Para poder justificar esa posición tan inestable y contradictoria, los dirigentes alemanes han tenido que sembrar un discurso bien conocido: los países del sur son unos manirrotos que no saben administrar sus recursos y a los que, por tanto, hay que disciplinar y atar en corto para que no derrochen el dinero.
Un discurso absurdo y que ahora se le vuelve en contra. Absurdo porque nadie puede entender que una nación tan inteligente y poderosa como Alemania se haya podido asociar y unir su destino con países tan nefastos, que nada le proporcionan y que le cuestan tanto dinero. Y un discurso que se vuelve en contra de Alemania cuando se llega a una situación extrema, como la de ahora.
Alemania es, en realidad, la primera interesada en que esos países deficitarios, como España, se mantengan en el euro y por eso no se contempla en las leyes que un país se pueda salir de la unión monetaria.
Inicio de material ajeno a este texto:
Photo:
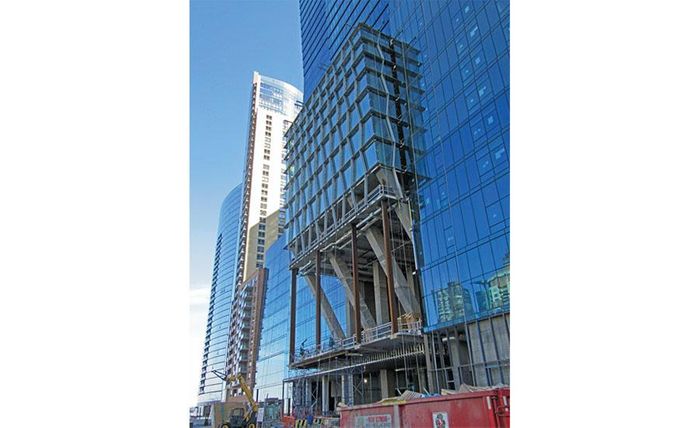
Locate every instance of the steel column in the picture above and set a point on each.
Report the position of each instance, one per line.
(356, 283)
(318, 299)
(293, 316)
(389, 265)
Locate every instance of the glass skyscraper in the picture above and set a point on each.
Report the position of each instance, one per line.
(453, 174)
(464, 177)
(211, 387)
(273, 351)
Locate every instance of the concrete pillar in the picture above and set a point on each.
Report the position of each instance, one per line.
(430, 367)
(381, 301)
(349, 317)
(324, 394)
(455, 360)
(422, 380)
(347, 390)
(387, 383)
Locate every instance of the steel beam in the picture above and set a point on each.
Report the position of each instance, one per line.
(389, 266)
(356, 283)
(345, 276)
(293, 316)
(318, 299)
(326, 309)
(406, 295)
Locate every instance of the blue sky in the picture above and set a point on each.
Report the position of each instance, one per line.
(228, 41)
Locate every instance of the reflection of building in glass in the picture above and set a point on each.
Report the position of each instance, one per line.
(326, 25)
(499, 287)
(450, 302)
(211, 387)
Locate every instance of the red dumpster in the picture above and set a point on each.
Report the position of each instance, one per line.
(480, 409)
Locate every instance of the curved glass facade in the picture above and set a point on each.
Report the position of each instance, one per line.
(273, 352)
(463, 172)
(223, 278)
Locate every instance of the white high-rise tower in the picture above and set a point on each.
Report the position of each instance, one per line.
(274, 106)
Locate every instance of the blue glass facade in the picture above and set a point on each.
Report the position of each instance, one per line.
(463, 170)
(223, 280)
(325, 26)
(273, 353)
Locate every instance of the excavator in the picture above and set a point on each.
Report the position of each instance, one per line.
(240, 417)
(241, 411)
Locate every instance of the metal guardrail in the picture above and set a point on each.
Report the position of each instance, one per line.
(373, 334)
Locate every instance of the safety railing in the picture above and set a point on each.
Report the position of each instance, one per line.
(382, 331)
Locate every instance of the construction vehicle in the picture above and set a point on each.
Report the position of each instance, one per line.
(235, 412)
(242, 417)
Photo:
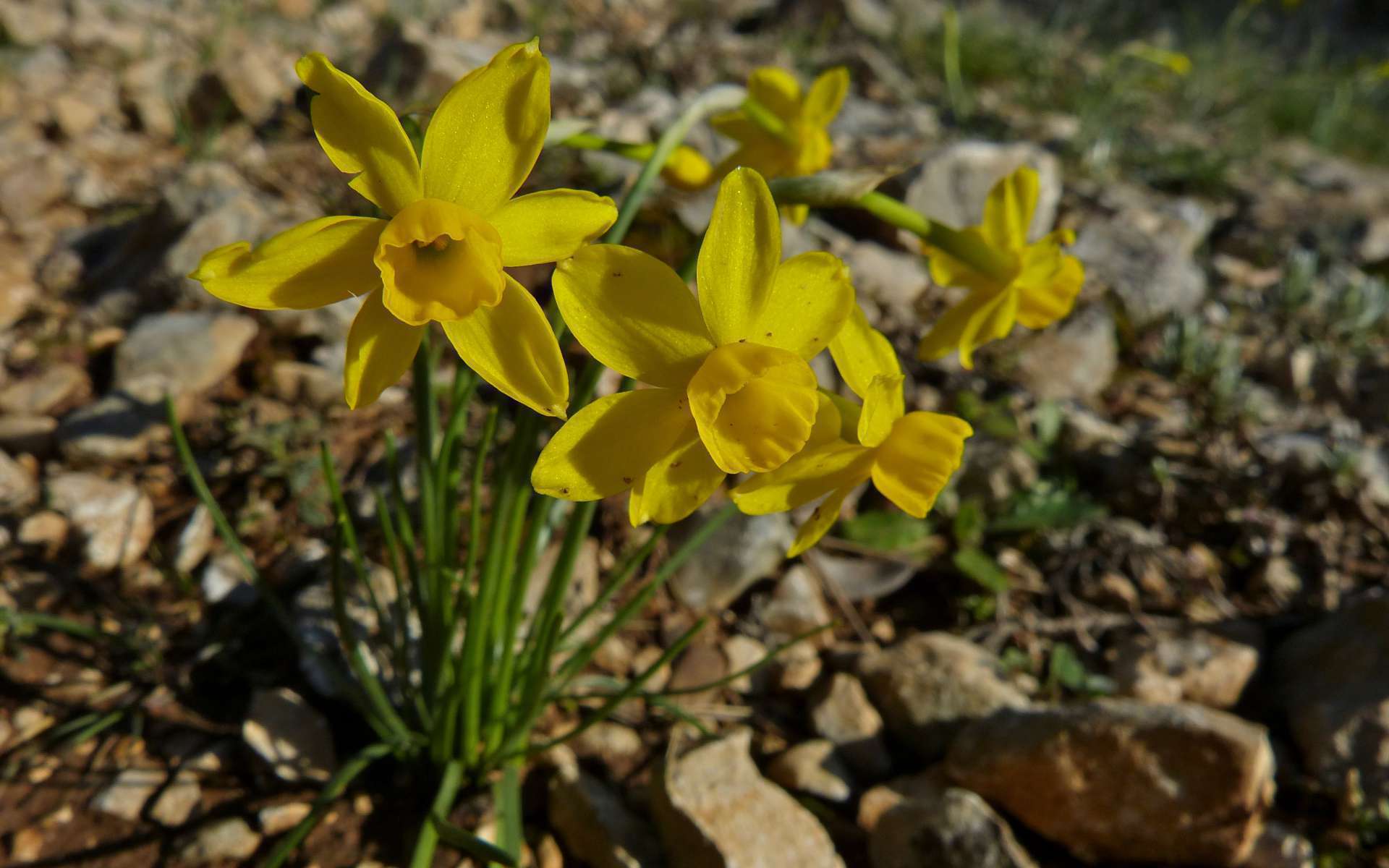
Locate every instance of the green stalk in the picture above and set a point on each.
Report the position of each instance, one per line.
(767, 120)
(330, 793)
(443, 799)
(723, 98)
(964, 246)
(224, 528)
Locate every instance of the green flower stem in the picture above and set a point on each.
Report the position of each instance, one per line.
(723, 98)
(767, 120)
(969, 249)
(443, 799)
(587, 140)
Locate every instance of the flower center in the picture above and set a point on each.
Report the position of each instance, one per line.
(439, 261)
(755, 406)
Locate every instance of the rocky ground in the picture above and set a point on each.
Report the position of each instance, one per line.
(1147, 625)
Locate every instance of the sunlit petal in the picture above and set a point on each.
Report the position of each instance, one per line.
(380, 350)
(883, 409)
(360, 135)
(439, 261)
(809, 303)
(776, 89)
(608, 445)
(825, 96)
(551, 226)
(309, 265)
(677, 485)
(755, 406)
(513, 347)
(486, 134)
(1007, 211)
(738, 260)
(862, 353)
(1043, 297)
(632, 312)
(821, 520)
(804, 478)
(917, 459)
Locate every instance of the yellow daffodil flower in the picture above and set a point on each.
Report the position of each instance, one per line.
(1034, 284)
(782, 132)
(453, 228)
(731, 388)
(907, 456)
Es la única manera, como he dicho, de que pueda seguir manteniendo superávits, pero eso no se puede conseguir sin violar las condiciones de partida, las reglas del juego que la propia Alemania impuso.
La decisión del Constitucional alemán es un nuevo aviso: la cuerda se está tensando demasiado y no se puede seguir disimulando por más tiempo que el Banco Central Europeo está haciendo una política económica que de ninguna manera entra en las competencias que le dan los Tratados, por muy conveniente y adecuada que esté siendo para salvar al euro.
Lo que nos dice la decisión que acaba de tomar el Tribunal Constitucional está muy claro: el modelo actual del euro tiene las horas contadas. O se reforma en profundidad para convertirse en una auténtica unión monetaria, o explota, bien como consecuencia de sentencias constitucionales, bien por la crisis y la divergencia brutal que va a provocar entre los diferentes países que la forman.